Toplumun huzuru için ferdin hakkı feda edilebilir mi?
Asayişin korunması için ferdî haklara kısıtlama getirilebilir ve kişi hakları yok sayılabilir mi?
Bu sorular günümüzde ferdi ve toplumu ilgilendiren temel konulardır.
İmam-ı Azam Ebu Hanife (ra) fıkhı “kişinin hak ve sorumluluklarını bilmesi” olarak tanımlar ve “marifetu’n-nefsi mâ lehâ ve aleyhâ” yani “nefsin lehindeki ve aleyhindeki hak ve sorumluluklarını bilmesidir” der.

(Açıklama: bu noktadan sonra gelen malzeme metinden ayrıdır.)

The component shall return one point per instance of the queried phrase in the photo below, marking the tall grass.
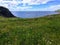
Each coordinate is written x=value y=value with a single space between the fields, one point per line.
x=35 y=31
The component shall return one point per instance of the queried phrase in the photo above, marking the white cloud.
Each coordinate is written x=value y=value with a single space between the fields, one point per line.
x=13 y=4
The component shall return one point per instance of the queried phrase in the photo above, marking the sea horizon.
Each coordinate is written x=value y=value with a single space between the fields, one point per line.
x=32 y=14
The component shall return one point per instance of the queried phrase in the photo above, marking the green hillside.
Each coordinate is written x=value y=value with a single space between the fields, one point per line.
x=35 y=31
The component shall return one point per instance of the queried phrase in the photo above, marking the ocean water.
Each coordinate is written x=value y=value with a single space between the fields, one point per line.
x=32 y=14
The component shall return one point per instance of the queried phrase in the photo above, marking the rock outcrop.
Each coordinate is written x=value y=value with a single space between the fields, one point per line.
x=5 y=12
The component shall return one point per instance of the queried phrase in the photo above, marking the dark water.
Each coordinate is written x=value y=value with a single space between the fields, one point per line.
x=32 y=14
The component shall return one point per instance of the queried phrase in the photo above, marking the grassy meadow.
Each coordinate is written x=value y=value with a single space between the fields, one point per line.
x=34 y=31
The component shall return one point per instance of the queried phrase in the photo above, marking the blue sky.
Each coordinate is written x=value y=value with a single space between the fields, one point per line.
x=31 y=5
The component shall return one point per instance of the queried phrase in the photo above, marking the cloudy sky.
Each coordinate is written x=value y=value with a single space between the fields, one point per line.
x=31 y=5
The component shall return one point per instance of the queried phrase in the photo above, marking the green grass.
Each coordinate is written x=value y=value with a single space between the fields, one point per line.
x=34 y=31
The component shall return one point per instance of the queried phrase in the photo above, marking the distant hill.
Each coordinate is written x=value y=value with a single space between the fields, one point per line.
x=58 y=10
x=34 y=31
x=5 y=12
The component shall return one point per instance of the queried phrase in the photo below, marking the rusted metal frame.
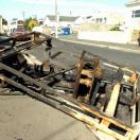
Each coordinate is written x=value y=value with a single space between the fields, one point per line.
x=79 y=69
x=42 y=85
x=6 y=40
x=16 y=49
x=68 y=109
x=25 y=77
x=58 y=73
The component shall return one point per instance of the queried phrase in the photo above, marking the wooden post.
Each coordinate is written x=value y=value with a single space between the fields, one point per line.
x=111 y=107
x=0 y=24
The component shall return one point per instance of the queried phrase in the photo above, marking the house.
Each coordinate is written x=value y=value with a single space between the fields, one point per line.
x=133 y=19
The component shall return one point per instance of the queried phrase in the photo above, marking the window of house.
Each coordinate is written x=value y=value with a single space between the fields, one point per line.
x=136 y=13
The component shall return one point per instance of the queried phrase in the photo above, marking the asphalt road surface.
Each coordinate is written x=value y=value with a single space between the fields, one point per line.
x=120 y=57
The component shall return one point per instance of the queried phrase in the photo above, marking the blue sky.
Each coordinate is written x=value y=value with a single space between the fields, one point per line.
x=15 y=8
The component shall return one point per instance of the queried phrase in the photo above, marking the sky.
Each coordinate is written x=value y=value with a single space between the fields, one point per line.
x=18 y=8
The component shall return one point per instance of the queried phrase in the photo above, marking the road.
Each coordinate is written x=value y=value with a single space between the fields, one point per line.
x=22 y=118
x=120 y=57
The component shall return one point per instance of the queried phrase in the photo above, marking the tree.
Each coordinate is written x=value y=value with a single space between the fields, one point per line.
x=30 y=23
x=4 y=21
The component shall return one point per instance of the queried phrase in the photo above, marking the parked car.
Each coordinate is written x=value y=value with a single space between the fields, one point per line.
x=19 y=32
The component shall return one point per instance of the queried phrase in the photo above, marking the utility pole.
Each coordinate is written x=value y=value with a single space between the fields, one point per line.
x=0 y=24
x=56 y=18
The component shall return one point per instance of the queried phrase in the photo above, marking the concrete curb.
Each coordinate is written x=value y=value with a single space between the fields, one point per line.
x=136 y=51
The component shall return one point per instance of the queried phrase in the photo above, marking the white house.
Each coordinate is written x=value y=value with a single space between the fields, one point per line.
x=133 y=20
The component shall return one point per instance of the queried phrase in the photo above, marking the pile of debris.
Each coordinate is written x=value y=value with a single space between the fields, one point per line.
x=102 y=94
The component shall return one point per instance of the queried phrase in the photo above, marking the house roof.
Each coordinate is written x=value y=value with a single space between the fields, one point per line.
x=63 y=18
x=132 y=3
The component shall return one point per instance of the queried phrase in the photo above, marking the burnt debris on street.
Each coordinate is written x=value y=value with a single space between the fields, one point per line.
x=102 y=94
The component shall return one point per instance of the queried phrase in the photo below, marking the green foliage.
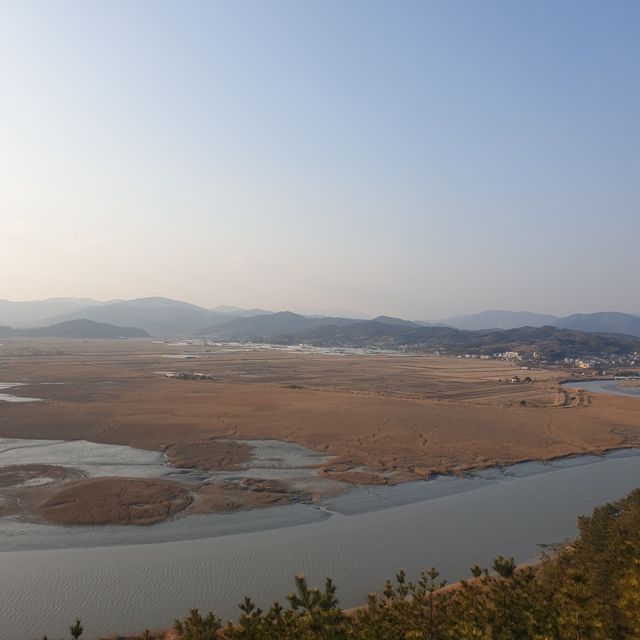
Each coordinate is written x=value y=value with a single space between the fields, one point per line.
x=195 y=627
x=589 y=590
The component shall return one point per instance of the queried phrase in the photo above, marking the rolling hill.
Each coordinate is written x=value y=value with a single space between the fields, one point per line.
x=607 y=321
x=82 y=328
x=157 y=316
x=273 y=324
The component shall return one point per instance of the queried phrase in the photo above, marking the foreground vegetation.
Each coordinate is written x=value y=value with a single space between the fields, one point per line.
x=588 y=590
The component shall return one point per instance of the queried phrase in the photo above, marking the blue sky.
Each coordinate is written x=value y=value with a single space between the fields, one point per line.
x=414 y=158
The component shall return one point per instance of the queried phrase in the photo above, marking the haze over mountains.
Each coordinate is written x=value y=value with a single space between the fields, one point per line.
x=165 y=317
x=78 y=329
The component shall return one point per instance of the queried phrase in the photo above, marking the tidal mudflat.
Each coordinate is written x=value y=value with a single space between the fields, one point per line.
x=359 y=539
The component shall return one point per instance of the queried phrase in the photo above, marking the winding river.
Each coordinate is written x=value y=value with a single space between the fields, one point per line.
x=119 y=579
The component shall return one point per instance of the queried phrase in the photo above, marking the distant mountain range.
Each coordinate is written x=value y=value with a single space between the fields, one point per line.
x=553 y=343
x=87 y=329
x=166 y=317
x=603 y=322
x=158 y=316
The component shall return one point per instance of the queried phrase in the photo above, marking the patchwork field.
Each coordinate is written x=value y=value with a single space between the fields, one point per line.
x=380 y=418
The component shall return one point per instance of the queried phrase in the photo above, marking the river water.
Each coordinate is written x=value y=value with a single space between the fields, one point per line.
x=119 y=579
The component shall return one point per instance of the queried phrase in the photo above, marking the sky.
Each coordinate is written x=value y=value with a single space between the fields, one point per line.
x=420 y=159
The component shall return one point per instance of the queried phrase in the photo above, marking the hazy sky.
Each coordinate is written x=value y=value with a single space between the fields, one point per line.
x=414 y=158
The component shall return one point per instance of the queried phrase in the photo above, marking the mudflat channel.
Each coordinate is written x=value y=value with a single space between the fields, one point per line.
x=360 y=539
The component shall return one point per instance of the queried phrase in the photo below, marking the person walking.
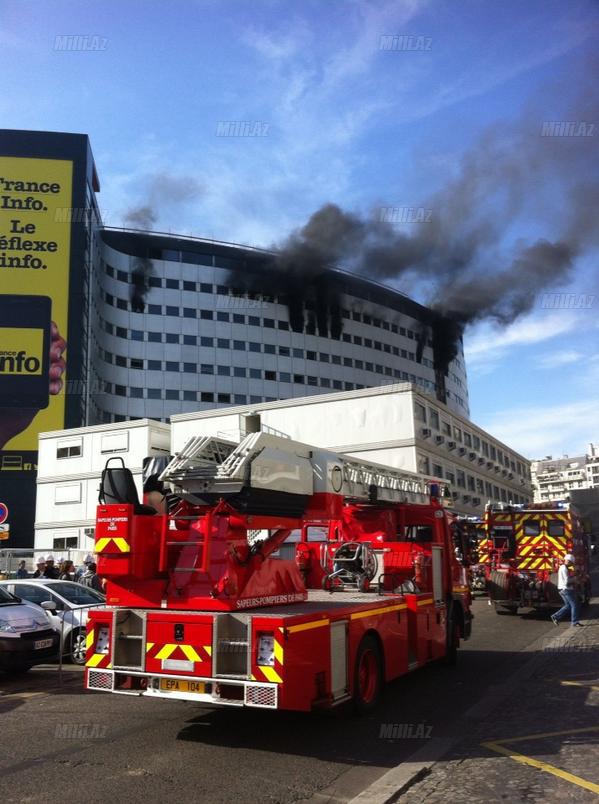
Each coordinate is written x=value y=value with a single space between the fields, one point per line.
x=567 y=592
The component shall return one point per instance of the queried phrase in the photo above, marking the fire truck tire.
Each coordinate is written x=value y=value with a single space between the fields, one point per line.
x=498 y=586
x=452 y=638
x=368 y=676
x=506 y=609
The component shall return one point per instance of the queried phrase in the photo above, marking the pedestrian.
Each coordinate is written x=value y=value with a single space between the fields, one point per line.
x=92 y=579
x=567 y=592
x=89 y=559
x=51 y=571
x=66 y=570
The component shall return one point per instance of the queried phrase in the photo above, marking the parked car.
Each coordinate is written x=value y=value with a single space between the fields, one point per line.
x=26 y=636
x=69 y=615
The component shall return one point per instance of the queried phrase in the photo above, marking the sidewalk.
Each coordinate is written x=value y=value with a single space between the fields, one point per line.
x=539 y=744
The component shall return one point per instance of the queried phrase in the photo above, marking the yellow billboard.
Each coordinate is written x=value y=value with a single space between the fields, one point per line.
x=35 y=246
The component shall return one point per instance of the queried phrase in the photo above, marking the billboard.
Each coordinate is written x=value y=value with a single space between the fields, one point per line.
x=35 y=253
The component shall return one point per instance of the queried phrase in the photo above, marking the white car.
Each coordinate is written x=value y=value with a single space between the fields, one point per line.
x=69 y=614
x=26 y=637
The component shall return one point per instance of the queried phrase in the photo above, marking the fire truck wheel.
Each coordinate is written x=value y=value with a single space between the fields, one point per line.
x=506 y=609
x=368 y=676
x=452 y=639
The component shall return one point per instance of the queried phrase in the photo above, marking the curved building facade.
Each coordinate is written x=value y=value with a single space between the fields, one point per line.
x=180 y=324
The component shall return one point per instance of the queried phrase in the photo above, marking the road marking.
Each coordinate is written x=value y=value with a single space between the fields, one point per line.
x=499 y=748
x=580 y=684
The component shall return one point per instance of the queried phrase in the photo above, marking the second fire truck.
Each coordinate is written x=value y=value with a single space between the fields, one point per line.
x=213 y=603
x=522 y=548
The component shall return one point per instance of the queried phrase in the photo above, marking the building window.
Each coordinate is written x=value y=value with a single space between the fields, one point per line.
x=71 y=449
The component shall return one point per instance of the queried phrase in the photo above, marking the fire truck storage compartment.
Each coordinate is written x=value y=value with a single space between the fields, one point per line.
x=339 y=681
x=129 y=639
x=232 y=643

Böylece ferdin hak ve sorumluluklarının şuurunda olması adaletin tecellisi için ön şarttır ve toplum nizamının da temelidir.
**
Hakkın kullanımı kişinin keyfine bırakılmamış, bir ödev ve sorumluluk olarak kişiye yüklenmiştir. Bu sebeple “Ef’âl-i Mükellefîn” fıkıh/hukuk kitaplarının başında yer alarak mükellef olan bütün ferdleri kapsadığı ifade edilmiştir.
Buna göre ferdin her davranışının dinde dünyevî ve uhrevî bir karşılığı ve sorumluluğu vardır. Bir davranış ya farzdır, ya haramdır veya mekruhtur veya sünnettir veya mübahtır. Kişi farz ve haramlardan sorumludur. Farzlar ve haramlar böylece hukukun temel prensiplerini teşkil eder. Her ferdin kendisine farz ve haram olan hususları öğrenmesi de farzdır, terki büyük günahtır.

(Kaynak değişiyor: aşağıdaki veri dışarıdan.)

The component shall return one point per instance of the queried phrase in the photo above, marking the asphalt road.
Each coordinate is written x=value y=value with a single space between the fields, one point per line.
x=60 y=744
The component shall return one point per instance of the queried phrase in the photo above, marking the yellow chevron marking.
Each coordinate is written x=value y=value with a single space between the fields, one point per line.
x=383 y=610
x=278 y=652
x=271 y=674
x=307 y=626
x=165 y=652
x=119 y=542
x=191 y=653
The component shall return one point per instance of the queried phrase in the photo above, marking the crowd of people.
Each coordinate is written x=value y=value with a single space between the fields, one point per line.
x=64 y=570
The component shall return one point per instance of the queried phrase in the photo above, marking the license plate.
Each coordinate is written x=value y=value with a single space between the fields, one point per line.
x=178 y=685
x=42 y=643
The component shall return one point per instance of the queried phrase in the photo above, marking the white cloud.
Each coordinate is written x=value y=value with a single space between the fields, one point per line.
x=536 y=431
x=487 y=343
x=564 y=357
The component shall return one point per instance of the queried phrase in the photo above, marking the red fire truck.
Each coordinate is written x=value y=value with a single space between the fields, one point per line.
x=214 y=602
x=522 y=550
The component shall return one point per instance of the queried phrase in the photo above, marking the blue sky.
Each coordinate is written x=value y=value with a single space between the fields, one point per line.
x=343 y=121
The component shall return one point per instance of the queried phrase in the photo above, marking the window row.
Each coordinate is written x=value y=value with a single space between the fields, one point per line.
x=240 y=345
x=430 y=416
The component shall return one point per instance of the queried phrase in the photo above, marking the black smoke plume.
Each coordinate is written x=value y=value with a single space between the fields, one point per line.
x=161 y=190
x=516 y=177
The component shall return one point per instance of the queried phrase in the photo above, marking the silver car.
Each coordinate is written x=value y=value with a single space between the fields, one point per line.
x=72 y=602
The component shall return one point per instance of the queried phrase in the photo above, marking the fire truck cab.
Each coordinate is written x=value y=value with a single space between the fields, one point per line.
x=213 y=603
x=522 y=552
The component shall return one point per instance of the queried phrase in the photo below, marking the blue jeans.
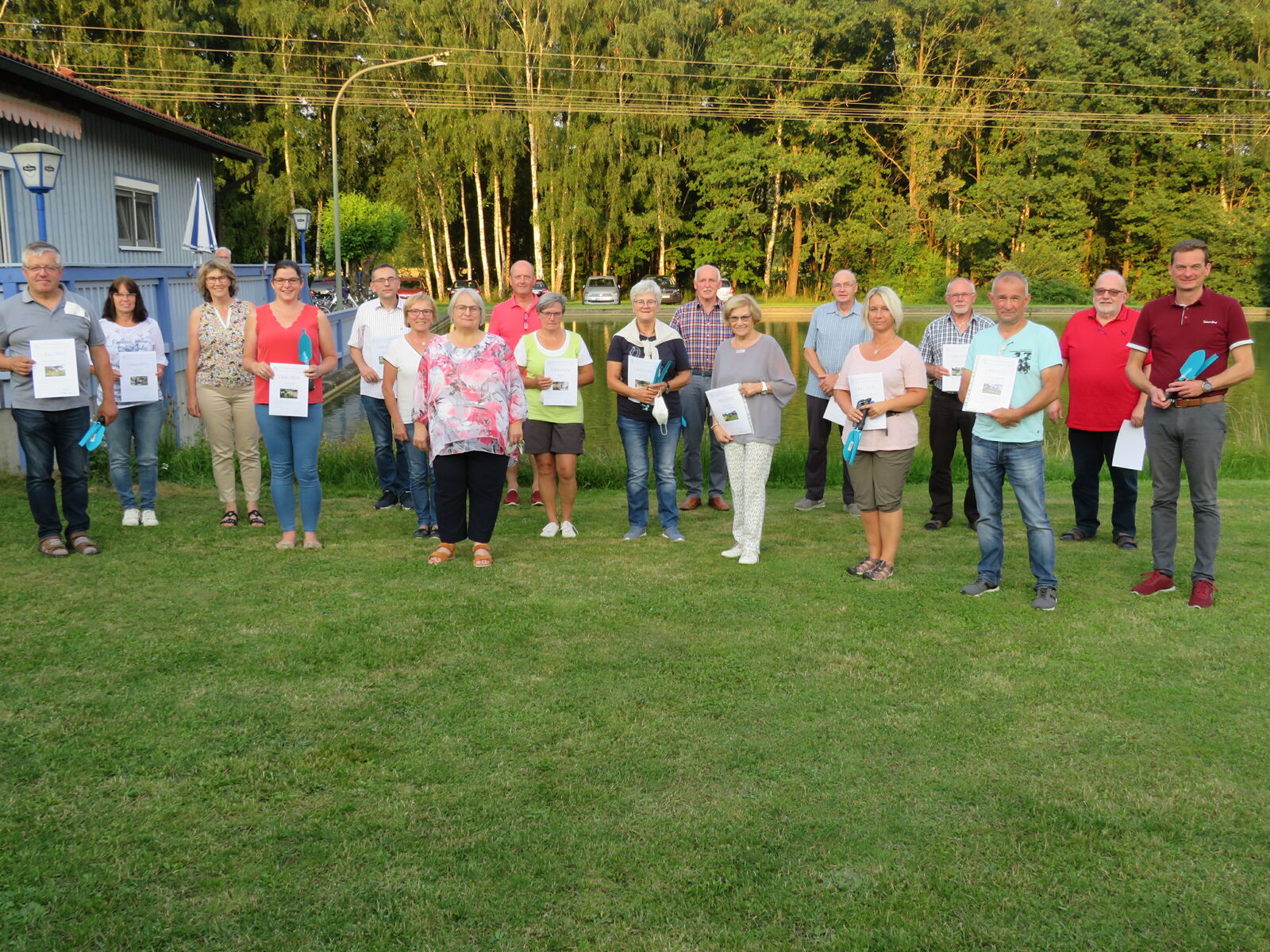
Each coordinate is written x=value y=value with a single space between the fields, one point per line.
x=44 y=435
x=292 y=444
x=140 y=424
x=991 y=463
x=637 y=436
x=423 y=482
x=391 y=463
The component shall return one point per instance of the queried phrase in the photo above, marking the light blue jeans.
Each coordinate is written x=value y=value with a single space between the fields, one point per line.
x=991 y=463
x=637 y=436
x=292 y=444
x=137 y=425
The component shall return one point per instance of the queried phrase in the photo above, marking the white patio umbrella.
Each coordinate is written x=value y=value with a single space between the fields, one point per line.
x=200 y=234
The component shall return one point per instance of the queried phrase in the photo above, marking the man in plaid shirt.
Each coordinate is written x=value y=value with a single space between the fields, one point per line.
x=702 y=325
x=958 y=327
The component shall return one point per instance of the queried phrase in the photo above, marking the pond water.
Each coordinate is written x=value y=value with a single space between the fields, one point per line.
x=346 y=419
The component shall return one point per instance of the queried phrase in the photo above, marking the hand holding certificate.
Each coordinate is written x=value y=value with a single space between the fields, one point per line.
x=563 y=374
x=289 y=390
x=992 y=384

Dinde sorumluluk ferdî, yani şahsîdir.
Yüce Allah Kur’ân-ı Kerim’de dünyadaki bütün amellerinden kişileri “ferden fedâ” (Meryem Sûresi, 19: 80, 95; En’am Sûresi, 6: 94.) hesaba çekecektir. Bu sebeple insan hak ve hürriyetleri kişiye hastır.
**
Yüce Allah insana temel hakları verdiği için sorumluluk da yüklemiştir. Haktan söz edip sorumluluğun olmadığı yer ancak Cennet hayatıdır. Kişinin hür olması, bütün haklarını kullanabilmesi için kimsenin değil sadece Allah’ın kulu olması gerekir. Zira Allah’a kul olmayan ister istemez mahlûkata şöyle veya böyle köle olmak zorunda kalır.
Hürriyet, baskının olmaması, kimsenin baskısı altına girmemek ve başkalarını baskı altına almamaktır ki bu Kur’ân-ı Kerîm’de “Dinde zorlama yoktur” (Bakara Sûresi, 2: 256.) âyeti ile sabit olmuştur.
Bediüzzaman Said Nursî (ra) bu hususu şöyle izah eder: “Rabıta-i iman ile Sultan-ı Kâinat’a hizmetkâr olan adam, tezellüle tenezzül etmeye ve başkasının tahakküm ve istibdadı altına girmeye, izzet ve şehamet-i imaniyesi bırakmadığı gibi; başkasının hürriyet ve hukukuna tecavüzü dahi şefkat-i imaniyesi bırakmaz. Evet bir padişahın doğru bir hizmetkârı, bir çobanın tahakkümüne tezellül etmez. Bir bîçareye tahakküme dahi, tenezzül etmez. Demek iman ne kadar mükemmel olursa, o derecede hürriyet parlar. İşte Asr-ı Saadet...” (Münâzarât, 2012, s. 144.)
**
Şahıs toplumun bir ferdidir. Hür toplum, hür şahıslardan oluşan toplumdur. Aynı şekilde adil toplum da adaletli şahıslardan meydana gelen toplumdur. Bozuk fertlerden bozuk toplumlar meydana gelir.
Çare, hak ve hürriyetlerini bilen ve koruyan şahısların yetiştirilmesidir.